Les publications et conférences-débats de l’Institut Montaigne sont l’aboutissement des travaux de l’association. Toutes les propositions de l’Institut sont publiées sous forme de rapports, de notes ou de briefing papers. Trois types de publications sont également téléchargeables au format PDF sur le site Internet Les rapports rassemblent les conclusions des groupes de travail thématiques auxquels participent les membres permanents de l’Institut Montaigne. Pas de périodicité fixe mais une certaine régularité puisque un à quatre rapports sont publiés chaque année pour chacun des trois axes de recherche. La note correspond quant à elle à la perspective individuelle d’un chercheur sur une question d’actualité donnée. Comme le financement de la protection sociale par exemple, objet de la dernière synthèse parue en mai 2006. Elle est le résultat d’une mission de trois mois à un an confiée à un chercheur par l’association.
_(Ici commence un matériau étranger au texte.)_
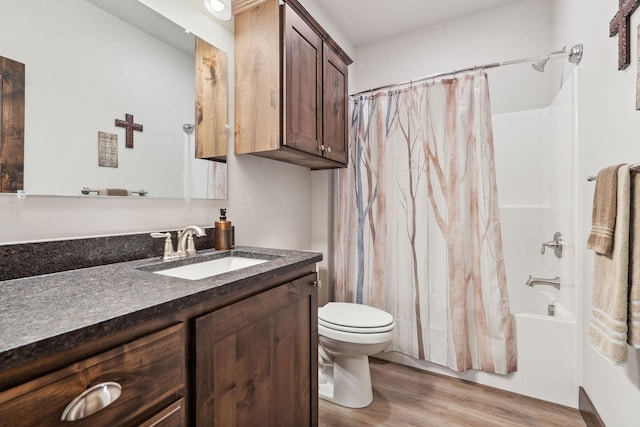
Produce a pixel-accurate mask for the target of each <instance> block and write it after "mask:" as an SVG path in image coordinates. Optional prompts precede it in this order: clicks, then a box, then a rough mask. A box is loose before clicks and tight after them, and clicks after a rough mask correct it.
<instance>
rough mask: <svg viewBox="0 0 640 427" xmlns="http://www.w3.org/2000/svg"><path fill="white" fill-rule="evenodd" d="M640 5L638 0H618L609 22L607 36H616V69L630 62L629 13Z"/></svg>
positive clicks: (622, 67) (630, 26)
mask: <svg viewBox="0 0 640 427" xmlns="http://www.w3.org/2000/svg"><path fill="white" fill-rule="evenodd" d="M638 6H640V0H619V8H618V12H617V13H616V15H615V16H614V17H613V19H612V20H611V23H610V24H609V37H613V36H615V35H617V36H618V70H624V69H625V68H627V67H628V66H629V64H630V63H631V15H633V12H635V11H636V9H637V8H638Z"/></svg>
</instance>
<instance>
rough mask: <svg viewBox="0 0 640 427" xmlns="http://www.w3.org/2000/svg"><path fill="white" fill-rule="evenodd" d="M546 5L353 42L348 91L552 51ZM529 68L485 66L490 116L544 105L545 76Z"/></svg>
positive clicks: (412, 78) (502, 12)
mask: <svg viewBox="0 0 640 427" xmlns="http://www.w3.org/2000/svg"><path fill="white" fill-rule="evenodd" d="M550 3H551V1H550V0H523V1H520V2H516V3H512V4H509V5H506V6H503V7H499V8H495V9H491V10H488V11H485V12H482V13H478V14H474V15H470V16H466V17H464V18H460V19H456V20H451V21H447V22H443V23H441V24H437V25H433V26H431V27H426V28H424V29H420V30H416V31H413V32H410V33H407V34H405V35H400V36H397V37H394V38H391V39H387V40H383V41H380V42H375V43H372V44H368V45H364V46H358V49H357V61H356V65H355V73H354V74H355V76H354V81H355V84H354V85H353V86H352V88H350V89H351V92H360V91H363V90H367V89H369V88H373V87H377V86H382V85H386V84H390V83H395V82H404V81H409V80H412V79H416V78H419V77H422V76H428V75H431V74H434V73H439V72H447V71H453V70H456V69H461V68H468V67H473V66H476V65H483V64H488V63H493V62H499V61H508V60H512V59H519V58H526V57H534V56H540V55H545V54H547V53H549V52H551V51H552V50H557V49H559V48H560V47H561V46H551V43H550V38H551V21H550V19H549V13H550ZM523 70H527V72H525V71H523ZM530 70H531V68H530V65H528V64H522V65H513V66H509V67H504V68H497V69H491V70H488V75H489V83H490V89H491V105H492V112H493V113H494V114H495V113H503V112H509V111H518V110H528V109H533V108H539V107H545V106H547V105H549V103H550V101H551V99H552V97H553V93H551V92H550V90H549V82H550V80H549V79H550V78H551V75H550V74H549V73H537V72H528V71H530ZM556 91H557V88H556Z"/></svg>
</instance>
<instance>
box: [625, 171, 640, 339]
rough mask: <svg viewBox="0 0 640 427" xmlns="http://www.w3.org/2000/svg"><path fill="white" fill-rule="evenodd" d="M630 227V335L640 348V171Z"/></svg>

Enfin, le briefing paper ou Amicus Curiae est la publication d’une réponse spontanée à une actualité immédiate.

Conférences

Une fois par mois, trois ou quatre personnalités sont invitées dans le cadre des « débats libre échange », organisés en partenariat avec l’association Les mardis de l’ESSEC. Face à un auditoire d’environ trois cents personnes, les intervenants débattent de thèmes précis comme le patriotisme économique ou la réforme de la justice. Souvent, ces conférences viennent en complément des travaux de recherche menés par les groupes de travail. En février par exemple, le « débat libre échange » était consacré au rôle de l’entreprise dans la lutte contre la pauvreté et l’exclusion, alors qu’un rapport sur cette même thématique était publié. Ponctuellement, l’Institut reçoit également un invité spécialiste d’une problématique donnée, souvent étranger, pour ses rencontres « Au singulier ». En mars 2005, le prix Nobel d’économie de 1992, Gary Becker, a ainsi tenu une conférence intitulée « Vieillissement, immigration, croissance : vers un conflit de génération ? ». Enfin, l’Institut Montaigne organise un séminaire de réflexion annuel sur les think tanks au Conseil économique et social. Une journée complete de débats, découpée en trois tables rondes.